Returns string or undef.
=head2 C<clean_date>
my $cleaned_date = clean_date($date);
my ($cleaned_date, $options_hr) = clean_date($date);
Clean date in Czech language.
Returns string or undef in scalar context.
Returns string or undef of date and hash reference with options in array context.

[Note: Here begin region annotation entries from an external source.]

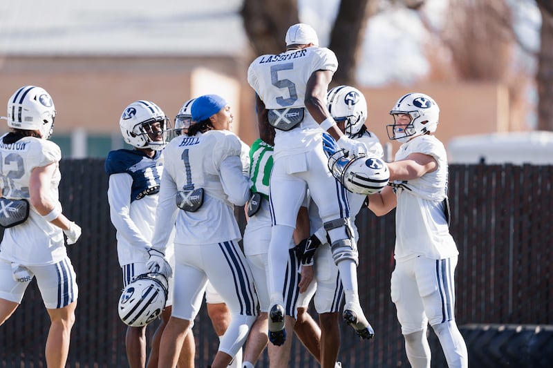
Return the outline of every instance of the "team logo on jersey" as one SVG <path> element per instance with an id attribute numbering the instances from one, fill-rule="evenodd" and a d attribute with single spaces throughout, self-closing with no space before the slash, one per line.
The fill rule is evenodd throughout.
<path id="1" fill-rule="evenodd" d="M 432 106 L 432 102 L 424 97 L 417 97 L 413 100 L 413 104 L 420 108 L 429 108 Z"/>
<path id="2" fill-rule="evenodd" d="M 50 97 L 50 96 L 44 93 L 39 96 L 39 102 L 46 107 L 52 107 L 54 106 L 54 102 L 52 101 L 52 99 Z"/>
<path id="3" fill-rule="evenodd" d="M 348 92 L 346 97 L 344 97 L 344 101 L 350 107 L 359 102 L 359 93 L 355 90 Z"/>
<path id="4" fill-rule="evenodd" d="M 384 166 L 382 161 L 375 157 L 367 159 L 365 164 L 373 170 L 379 170 Z"/>
<path id="5" fill-rule="evenodd" d="M 126 120 L 128 119 L 131 119 L 131 117 L 134 117 L 136 115 L 136 109 L 133 107 L 129 107 L 124 111 L 123 111 L 123 115 L 121 115 L 121 119 L 123 120 Z"/>

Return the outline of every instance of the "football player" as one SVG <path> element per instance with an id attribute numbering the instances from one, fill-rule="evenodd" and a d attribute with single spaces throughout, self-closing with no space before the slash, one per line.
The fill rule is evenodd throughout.
<path id="1" fill-rule="evenodd" d="M 48 139 L 56 110 L 52 97 L 35 86 L 18 88 L 8 101 L 10 131 L 0 137 L 0 325 L 15 311 L 36 277 L 50 327 L 46 365 L 65 367 L 75 322 L 78 288 L 68 244 L 81 228 L 62 213 L 59 147 Z"/>
<path id="2" fill-rule="evenodd" d="M 388 137 L 402 144 L 388 164 L 391 186 L 369 196 L 381 216 L 395 209 L 395 268 L 391 295 L 415 368 L 430 367 L 428 324 L 450 367 L 468 367 L 467 346 L 455 322 L 454 273 L 459 252 L 449 233 L 447 156 L 433 134 L 440 108 L 423 93 L 400 98 L 390 114 Z"/>
<path id="3" fill-rule="evenodd" d="M 267 137 L 264 137 L 267 139 Z M 247 224 L 244 231 L 244 253 L 252 269 L 256 290 L 259 298 L 260 315 L 252 327 L 244 354 L 243 368 L 253 368 L 268 342 L 268 311 L 270 298 L 268 291 L 268 248 L 271 239 L 271 215 L 269 211 L 269 182 L 272 168 L 273 147 L 261 138 L 254 142 L 250 151 L 250 190 L 252 198 L 248 203 Z M 299 215 L 294 238 L 299 242 L 309 235 L 309 224 L 307 209 L 302 206 Z M 304 219 L 302 222 L 302 219 Z M 290 239 L 288 246 L 289 259 L 286 267 L 286 284 L 284 287 L 285 308 L 285 329 L 286 332 L 281 338 L 283 340 L 274 339 L 276 345 L 268 347 L 269 362 L 271 367 L 285 367 L 290 363 L 292 339 L 283 340 L 286 334 L 295 330 L 296 303 L 300 293 L 300 285 L 308 285 L 312 280 L 312 267 L 306 271 L 302 269 L 301 277 L 298 274 L 299 259 L 294 251 L 295 244 Z M 310 271 L 310 273 L 308 272 Z M 310 325 L 310 322 L 312 325 Z M 315 329 L 310 328 L 315 325 Z M 316 331 L 316 322 L 310 316 L 304 318 L 306 331 L 300 331 L 299 336 L 303 338 L 301 342 L 318 360 L 320 355 L 319 336 Z M 303 329 L 301 329 L 303 330 Z M 315 329 L 315 331 L 313 331 Z M 303 332 L 303 333 L 302 333 Z"/>
<path id="4" fill-rule="evenodd" d="M 158 255 L 151 253 L 147 263 L 150 269 L 165 267 L 167 224 L 176 224 L 176 287 L 159 365 L 177 364 L 209 279 L 232 316 L 212 363 L 222 368 L 241 348 L 257 314 L 257 296 L 238 244 L 241 234 L 234 216 L 234 206 L 249 199 L 249 177 L 241 160 L 242 143 L 230 131 L 234 116 L 226 101 L 216 95 L 200 96 L 191 113 L 196 123 L 188 136 L 173 139 L 165 148 L 152 245 Z"/>
<path id="5" fill-rule="evenodd" d="M 328 91 L 327 106 L 331 116 L 342 133 L 353 139 L 362 142 L 367 146 L 368 155 L 382 158 L 382 146 L 375 133 L 367 130 L 367 104 L 365 97 L 357 88 L 350 86 L 339 86 Z M 351 214 L 351 225 L 355 241 L 359 233 L 355 226 L 355 217 L 366 200 L 366 195 L 348 192 L 348 202 Z M 321 326 L 321 365 L 323 368 L 336 366 L 340 349 L 340 330 L 338 325 L 339 307 L 343 299 L 343 289 L 338 267 L 332 262 L 332 251 L 327 241 L 326 232 L 318 216 L 317 206 L 311 201 L 309 207 L 311 229 L 309 250 L 301 249 L 302 264 L 315 264 L 315 282 L 310 291 L 301 294 L 298 301 L 297 325 L 303 323 L 310 315 L 308 306 L 315 293 L 315 306 L 319 313 Z M 303 242 L 305 246 L 306 242 Z"/>
<path id="6" fill-rule="evenodd" d="M 284 333 L 282 290 L 287 249 L 306 188 L 319 207 L 340 271 L 344 320 L 359 336 L 371 338 L 374 331 L 359 300 L 358 257 L 349 207 L 344 188 L 330 173 L 322 135 L 327 132 L 350 155 L 366 153 L 367 148 L 342 133 L 326 108 L 328 86 L 338 66 L 334 52 L 319 47 L 315 30 L 303 23 L 288 28 L 285 43 L 285 52 L 259 57 L 247 72 L 256 92 L 259 124 L 276 129 L 270 194 L 273 220 L 269 246 L 270 339 L 280 342 Z"/>
<path id="7" fill-rule="evenodd" d="M 176 136 L 188 135 L 188 129 L 190 126 L 194 124 L 192 120 L 192 104 L 196 99 L 191 99 L 185 102 L 178 110 L 178 113 L 175 117 L 174 132 Z M 249 147 L 248 147 L 249 148 Z M 229 327 L 231 320 L 230 311 L 225 303 L 225 300 L 221 298 L 218 293 L 214 289 L 209 281 L 205 285 L 205 305 L 207 307 L 207 315 L 212 320 L 212 325 L 215 330 L 215 333 L 219 339 L 225 334 L 225 331 Z M 199 309 L 199 307 L 198 307 Z M 196 352 L 195 342 L 192 336 L 193 332 L 187 335 L 185 345 L 180 351 L 180 357 L 183 354 L 191 354 L 194 356 Z M 191 345 L 188 345 L 187 342 Z M 236 355 L 232 360 L 232 362 L 229 365 L 230 368 L 238 368 L 242 365 L 242 349 L 238 351 Z M 179 367 L 180 367 L 179 365 Z M 184 367 L 182 367 L 184 368 Z"/>
<path id="8" fill-rule="evenodd" d="M 146 261 L 151 244 L 163 169 L 162 150 L 167 143 L 171 126 L 161 108 L 145 100 L 127 106 L 119 126 L 125 142 L 133 149 L 110 152 L 105 169 L 109 175 L 108 201 L 111 222 L 117 231 L 118 257 L 124 287 L 148 271 Z M 167 307 L 162 313 L 162 323 L 154 333 L 147 367 L 157 367 L 161 333 L 171 315 L 171 278 L 169 281 Z M 125 347 L 131 368 L 143 368 L 146 365 L 146 328 L 145 325 L 127 327 Z M 183 356 L 181 362 L 186 359 L 189 358 Z"/>

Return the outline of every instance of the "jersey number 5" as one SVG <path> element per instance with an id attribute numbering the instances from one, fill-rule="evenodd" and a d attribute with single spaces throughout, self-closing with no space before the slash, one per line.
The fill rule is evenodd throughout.
<path id="1" fill-rule="evenodd" d="M 283 107 L 289 106 L 298 99 L 298 94 L 296 92 L 296 85 L 290 79 L 279 79 L 279 72 L 281 70 L 292 70 L 294 68 L 294 63 L 286 63 L 271 66 L 271 83 L 279 88 L 288 88 L 290 98 L 276 97 L 276 103 Z"/>

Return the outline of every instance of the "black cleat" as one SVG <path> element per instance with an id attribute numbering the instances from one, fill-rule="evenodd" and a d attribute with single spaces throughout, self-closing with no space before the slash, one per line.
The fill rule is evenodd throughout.
<path id="1" fill-rule="evenodd" d="M 273 345 L 281 346 L 286 341 L 286 330 L 284 329 L 284 308 L 276 304 L 269 311 L 269 341 Z"/>
<path id="2" fill-rule="evenodd" d="M 276 345 L 279 347 L 284 344 L 286 341 L 286 330 L 282 329 L 281 331 L 277 331 L 276 332 L 271 332 L 269 331 L 269 341 L 273 345 Z"/>
<path id="3" fill-rule="evenodd" d="M 363 339 L 373 338 L 375 336 L 375 330 L 368 322 L 364 323 L 362 320 L 357 320 L 357 315 L 350 309 L 345 309 L 342 314 L 344 322 L 353 327 L 358 336 Z"/>

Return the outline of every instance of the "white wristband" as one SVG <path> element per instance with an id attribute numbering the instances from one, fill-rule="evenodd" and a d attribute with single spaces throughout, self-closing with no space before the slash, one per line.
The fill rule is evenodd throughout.
<path id="1" fill-rule="evenodd" d="M 50 211 L 49 213 L 42 216 L 42 218 L 44 218 L 48 222 L 50 222 L 51 221 L 53 221 L 54 220 L 57 219 L 57 216 L 59 216 L 61 214 L 62 211 L 60 210 L 57 209 L 54 209 L 52 211 Z"/>
<path id="2" fill-rule="evenodd" d="M 334 121 L 334 119 L 332 119 L 332 117 L 327 117 L 326 119 L 323 120 L 323 122 L 321 123 L 320 126 L 323 130 L 326 131 L 335 125 L 336 125 L 336 122 Z"/>

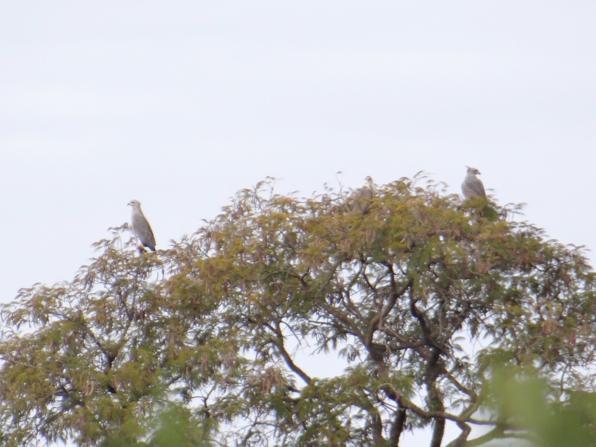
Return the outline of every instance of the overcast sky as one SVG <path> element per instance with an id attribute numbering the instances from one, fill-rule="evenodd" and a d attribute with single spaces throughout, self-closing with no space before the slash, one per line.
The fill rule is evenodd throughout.
<path id="1" fill-rule="evenodd" d="M 165 248 L 266 176 L 309 196 L 340 170 L 358 187 L 424 170 L 459 193 L 467 164 L 550 237 L 594 249 L 595 14 L 545 0 L 3 2 L 0 301 L 70 280 L 131 199 Z"/>

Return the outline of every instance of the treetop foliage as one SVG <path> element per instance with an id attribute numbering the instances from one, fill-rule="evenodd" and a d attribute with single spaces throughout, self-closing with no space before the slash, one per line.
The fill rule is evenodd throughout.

=head2 C<clean_edition_number>
my $cleaned_edition_number = clean_edition_number($edition_number);
Clean edition number in Czech language.
Returns string or undef.
=head2 C<clean_issn>
my $cleaned_issn = clean_issn($issn);
Clean ISSN.
Returns string or undef.
=head2 C<clean_number_of_pages>
my $cleaned_number_of_pages = clean_number_of_pages($number_of_pages);
Clean number of pages in Czech language.
Returns string or undef.
=head2 C<clean_oclc>
my $cleaned_oclc = clean_oclc($oclc);
Clean OCLC number.
Returns string or undef.
=head2 C<clean_publication_date>
my ($cleaned_publication_date, $option) = clean_publication_date($publication_date);
Clean publication date. Returned options could be 'circa' string in case that
publication date is not precise.
Returns array with string or undef and string.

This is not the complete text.